Travelogue -- Day One, the Trip to Quincy
It was pouring as Chris and I left Oklahoma City about 5:30 AM and headed northeast for our annual Sister Trip. The rain did relieve my concerns about my garden while I was gone, but it was dark and Chris was unfamiliar with both the road and the car she was driving. She had arrived the evening before driving her husband's new car for the first time. We were taking our vacation in style, to be sure, but along with that was the apprehension that we would not deliver it back in the same pristine condition.
Those concerns receded somewhat with dawn. The sun on the horizon was as big and red as I've ever seen it, and seemed to confirm that our trip would be exceptional. Chris and I find pleasure in the same kind of things and we enjoy each other's company, so our sister trips are always wonderful, and truly the highlight of my year.

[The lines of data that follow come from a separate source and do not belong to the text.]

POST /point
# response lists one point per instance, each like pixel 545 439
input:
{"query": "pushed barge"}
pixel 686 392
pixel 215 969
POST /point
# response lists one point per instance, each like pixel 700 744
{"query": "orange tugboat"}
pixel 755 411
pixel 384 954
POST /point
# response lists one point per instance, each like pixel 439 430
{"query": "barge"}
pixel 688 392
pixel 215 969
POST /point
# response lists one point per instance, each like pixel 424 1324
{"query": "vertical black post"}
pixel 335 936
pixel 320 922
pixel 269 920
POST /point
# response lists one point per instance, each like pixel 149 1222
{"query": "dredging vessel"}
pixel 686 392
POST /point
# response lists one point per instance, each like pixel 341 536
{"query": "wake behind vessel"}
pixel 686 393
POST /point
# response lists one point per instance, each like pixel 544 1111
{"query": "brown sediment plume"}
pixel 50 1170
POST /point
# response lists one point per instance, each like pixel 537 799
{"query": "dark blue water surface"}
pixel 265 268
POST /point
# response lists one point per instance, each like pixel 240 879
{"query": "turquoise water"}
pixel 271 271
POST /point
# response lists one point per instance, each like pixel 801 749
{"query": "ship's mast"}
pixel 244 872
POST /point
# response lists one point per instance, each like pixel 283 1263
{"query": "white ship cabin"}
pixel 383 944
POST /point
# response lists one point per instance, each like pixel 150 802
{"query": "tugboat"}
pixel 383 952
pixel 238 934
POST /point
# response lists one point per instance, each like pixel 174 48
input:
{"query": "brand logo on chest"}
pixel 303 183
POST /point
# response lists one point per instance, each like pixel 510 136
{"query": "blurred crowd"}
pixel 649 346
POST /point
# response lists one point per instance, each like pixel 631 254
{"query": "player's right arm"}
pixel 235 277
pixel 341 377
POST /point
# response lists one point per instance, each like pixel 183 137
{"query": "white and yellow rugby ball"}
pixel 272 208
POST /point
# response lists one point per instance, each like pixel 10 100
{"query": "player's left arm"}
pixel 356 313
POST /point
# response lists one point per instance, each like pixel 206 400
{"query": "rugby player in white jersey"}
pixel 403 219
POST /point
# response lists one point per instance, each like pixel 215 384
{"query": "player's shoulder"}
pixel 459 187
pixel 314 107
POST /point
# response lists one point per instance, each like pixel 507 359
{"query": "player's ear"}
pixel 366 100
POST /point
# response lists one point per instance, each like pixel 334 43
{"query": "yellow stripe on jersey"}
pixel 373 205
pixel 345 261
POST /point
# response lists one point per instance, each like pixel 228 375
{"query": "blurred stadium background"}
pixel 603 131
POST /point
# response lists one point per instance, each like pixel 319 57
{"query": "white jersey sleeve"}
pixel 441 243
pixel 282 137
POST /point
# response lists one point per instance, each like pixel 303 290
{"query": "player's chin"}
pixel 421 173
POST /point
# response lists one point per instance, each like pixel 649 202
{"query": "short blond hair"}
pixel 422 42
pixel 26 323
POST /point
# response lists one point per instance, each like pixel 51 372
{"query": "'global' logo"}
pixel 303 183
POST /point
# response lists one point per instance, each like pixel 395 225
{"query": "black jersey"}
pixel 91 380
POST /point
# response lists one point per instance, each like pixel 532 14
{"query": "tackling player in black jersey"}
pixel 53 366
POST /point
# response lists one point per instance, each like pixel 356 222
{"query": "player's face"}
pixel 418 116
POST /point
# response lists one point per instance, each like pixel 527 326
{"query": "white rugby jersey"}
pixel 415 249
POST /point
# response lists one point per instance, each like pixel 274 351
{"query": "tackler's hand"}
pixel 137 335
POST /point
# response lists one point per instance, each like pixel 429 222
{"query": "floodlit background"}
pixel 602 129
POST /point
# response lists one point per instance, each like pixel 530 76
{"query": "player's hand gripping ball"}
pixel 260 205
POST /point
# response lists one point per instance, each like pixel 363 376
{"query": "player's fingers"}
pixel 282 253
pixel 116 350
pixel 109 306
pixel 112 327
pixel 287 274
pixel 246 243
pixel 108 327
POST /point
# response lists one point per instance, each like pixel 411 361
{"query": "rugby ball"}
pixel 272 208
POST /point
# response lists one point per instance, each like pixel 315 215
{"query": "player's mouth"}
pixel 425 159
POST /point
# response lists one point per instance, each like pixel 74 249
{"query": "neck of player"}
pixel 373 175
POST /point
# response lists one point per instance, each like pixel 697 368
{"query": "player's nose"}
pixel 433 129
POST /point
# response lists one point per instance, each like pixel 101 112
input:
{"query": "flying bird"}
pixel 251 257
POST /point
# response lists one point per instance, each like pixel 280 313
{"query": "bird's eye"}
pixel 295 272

This year we would be a sentimental journey. We would be driving back to Quincy, Illinois first, an old German river town next to the Mississippi where we were born and raised. I have been back a few times since we lived there -- mostly on the way to art shows -- but it had been many years since Chris had made the trip back home. We would be staying the first three nights with Kathy, my best friend from high school, who lives with her cats, Lady Jane and Katy Kitty in the same house she grew up in. We've kept in touch all these years and even play scrabble regularly via the computer.
Then after our visit in Quincy, we would be driving on to the Lake of the Ozarks in Missouri where we vacationed so many summers during our growing up years. We would be meeting two dear friends from my art show days there, where we would stay in side-by-side cottages right on the lake. Erik lives in Toledo and Jill lives in Clyde, Ohio, and it had been a long time since I had seen either. I was so looking forward to spending time with them, too. Chris had met them both and liked them. I was sure we would all enjoy our time together.
It quit raining somewhere past Tulsa, though it took us a while (plus instruction from a stranger at a gas station) to figure out how to turn the windshield wiper completely off. We stopped to have lunch at Lebanon Missouri, at a Sirloin Stockade. The fried chicken was good, though most of the food we sampled on the buffet was mediocre. They did, however, serve some of the best bread pudding we'd ever tasted.
The afternoon went by quickly as we drove across Missouri toward our hometown. We played a couple music CDs but mostly we talked. Quincy is not on the way to anywhere, so to get there it is necessary to take secondary roads the last hundred miles or so, but getting off the interstate was a pleasure, as one really gets the flavor of a place that way. We went through the picturesque town of Herman where we crossed the Missouri River. The little bakery I remembered from previous trips that sells exceptional cheese Danish was closed. They always close when they run out of pastries. It was just as well, though, as we were not a bit hungry.
We crossed the Mississippi River at Hannibal, Missouri late that afternoon after buying gas. Kathy had warned us to fill up before crossing over into Illinois and we were glad we had, as it was over three dollars a gallon on the other side of the river. Chris got a Snickers ice cream bar at the gas station, and when she laid it on the counter to pay for it, the clerk said, "That will be a dollar seventy-three please". Chris was shocked and said, "A dollar seventy-three?" The clerk looked at the enormous diamond on Chris's finger and replied, "If you don't have enough money, dear, you can leave that ring". We laughed about that comeback for days.
We got to the outskirts of Quincy and I tried to call Kathy to let her know we were almost there, but couldn't get a signal. We were a bit earlier than she expected, so we drove through our old neighborhood and down through South Park a bit. The park is only about three blocks from the house where we were raised. As children, we had played countless times along the creek that meanders through the park. That was during a time when parents didn't have to worry about their children walking to the park by themselves or playing for hours without supervision. We decided a hike in South Park would be first on our list the next day.
I finally got a call through to Kathy while we were in the park. In five minutes we were in her kitchen. Kathy had homemade dill bread baking and a wonderful meal waiting for us to help assemble. We had hot and sour soup and a lovely salad. For dessert she had made delicious pumpkin bars, which we snacked on at every opportunity during our visit.
That evening the three of us played scrabble. We all like the game, and it was fun to play in the same room after playing over the computer so many times. Kathy won, of course, as she almost always does. We went to bed at nine-thirty. Chris hadn't slept well the two previous nights, and it had been a long day. We were both exhausted but happy and looking forward to our trip down memory lane in Quincy.